Annual is just around the corner. Our bloggers discuss what they're most looking forward to this year in the Windy City:
Jason Griffey: ALA Annual is always a blur of activity, and it's sad to say that while I tend to overplan like crazy, it usually takes me days after I get back before I really know what the most valuable part of the whole Annual experience was. There's a whole lot to look forward to this year, from the first ALA Annual Unconference to some great speakers (I'm looking forward to Junot Diaz, for example). But what I may be looking forward to the most is seeing what the effect of the LITA Electronic Participation Task Force Recommendations on virtual participation have on the conference.
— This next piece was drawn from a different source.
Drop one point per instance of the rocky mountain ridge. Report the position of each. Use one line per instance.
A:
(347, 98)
I'm hoping that a myriad of groups uses the suggestions to increase the number of people that benefit from the ALA Annual 2009 content, even if they can't make it to Chicago in person. I'm also looking forward to, of course, the 3rd Annual BIGWIG Social Software Showcase, on Monday July 13th in McCormick Place West room w-184! If you haven't experienced a Social Software Showcase, I can guarantee that they are unlike any other program at ALA. Come join us and see what I'm talking about.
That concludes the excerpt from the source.